Furthermore, half (50%) of the Namibians say they are unlikely to get vaccinated – even if the government says the vaccine is safe, while more than three out of four citizens (77%) report they are worried that companies that make Covid-19 vaccines will try to test them on ordinary Namibians – even if they have not been proven to be safe.
According to the report, about 76 500 vaccine doses have been administered, according to the World Health Organisation (WHO). Slow vaccine uptake is of great concern, with a third wave of infections looming large during this winter period.
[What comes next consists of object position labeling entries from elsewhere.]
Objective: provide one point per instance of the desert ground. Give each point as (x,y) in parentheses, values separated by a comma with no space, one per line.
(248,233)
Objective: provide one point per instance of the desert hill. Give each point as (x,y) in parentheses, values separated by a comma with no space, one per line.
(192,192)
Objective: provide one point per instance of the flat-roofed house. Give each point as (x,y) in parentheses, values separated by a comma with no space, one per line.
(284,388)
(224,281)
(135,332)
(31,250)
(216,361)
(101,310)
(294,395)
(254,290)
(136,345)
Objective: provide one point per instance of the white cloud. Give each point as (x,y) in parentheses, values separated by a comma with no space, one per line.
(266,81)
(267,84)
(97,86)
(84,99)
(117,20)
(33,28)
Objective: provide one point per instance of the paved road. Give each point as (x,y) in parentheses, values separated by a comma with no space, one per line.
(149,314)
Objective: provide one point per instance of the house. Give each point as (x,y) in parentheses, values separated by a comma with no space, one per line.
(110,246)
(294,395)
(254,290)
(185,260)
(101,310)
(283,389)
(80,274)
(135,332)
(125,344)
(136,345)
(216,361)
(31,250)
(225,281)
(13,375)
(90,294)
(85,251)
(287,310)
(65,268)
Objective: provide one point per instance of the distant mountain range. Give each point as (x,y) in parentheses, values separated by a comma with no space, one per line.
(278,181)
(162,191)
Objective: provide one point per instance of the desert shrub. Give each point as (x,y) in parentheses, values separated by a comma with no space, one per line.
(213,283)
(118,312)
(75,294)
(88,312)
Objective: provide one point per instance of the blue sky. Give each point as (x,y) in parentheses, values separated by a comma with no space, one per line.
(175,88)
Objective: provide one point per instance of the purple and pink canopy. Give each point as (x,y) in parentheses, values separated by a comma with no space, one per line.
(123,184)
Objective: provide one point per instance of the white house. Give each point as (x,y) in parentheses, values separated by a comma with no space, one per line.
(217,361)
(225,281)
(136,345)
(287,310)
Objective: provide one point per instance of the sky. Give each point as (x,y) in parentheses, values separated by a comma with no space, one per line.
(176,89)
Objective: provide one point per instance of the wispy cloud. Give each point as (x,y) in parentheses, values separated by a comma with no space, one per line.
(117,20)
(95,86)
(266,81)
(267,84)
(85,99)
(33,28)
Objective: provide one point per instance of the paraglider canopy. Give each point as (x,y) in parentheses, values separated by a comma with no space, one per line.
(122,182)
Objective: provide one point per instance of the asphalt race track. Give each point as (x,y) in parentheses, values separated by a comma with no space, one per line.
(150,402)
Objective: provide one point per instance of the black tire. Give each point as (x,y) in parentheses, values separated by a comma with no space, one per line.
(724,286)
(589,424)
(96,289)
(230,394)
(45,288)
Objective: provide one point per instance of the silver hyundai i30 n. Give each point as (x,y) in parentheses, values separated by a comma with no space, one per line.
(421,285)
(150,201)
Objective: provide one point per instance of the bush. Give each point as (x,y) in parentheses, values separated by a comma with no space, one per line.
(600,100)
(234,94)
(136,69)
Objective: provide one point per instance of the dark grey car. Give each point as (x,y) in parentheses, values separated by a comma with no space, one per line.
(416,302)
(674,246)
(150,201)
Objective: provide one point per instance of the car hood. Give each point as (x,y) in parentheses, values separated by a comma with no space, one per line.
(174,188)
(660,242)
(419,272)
Despite government’s warnings, Namibians continue to flock to church services and funerals, which have been flagged as
spreaders of the virus.
Government last week limited the number of people at public gatherings to 50 to help curb the spread.
At the engagement with churches, health minister Dr Kalumbi Shangula urged all community leaders, spiritual leaders as well as elected and traditional leaders to spread the correct messages about the vaccination campaigns as having been established through proper medical and scientific procedures the ministry of health strictly follows. “As we continue to state, our national Covid-19 preparedness and response is informed by science and we will never do anything to cause harm to the Namibian people,” said Shangula.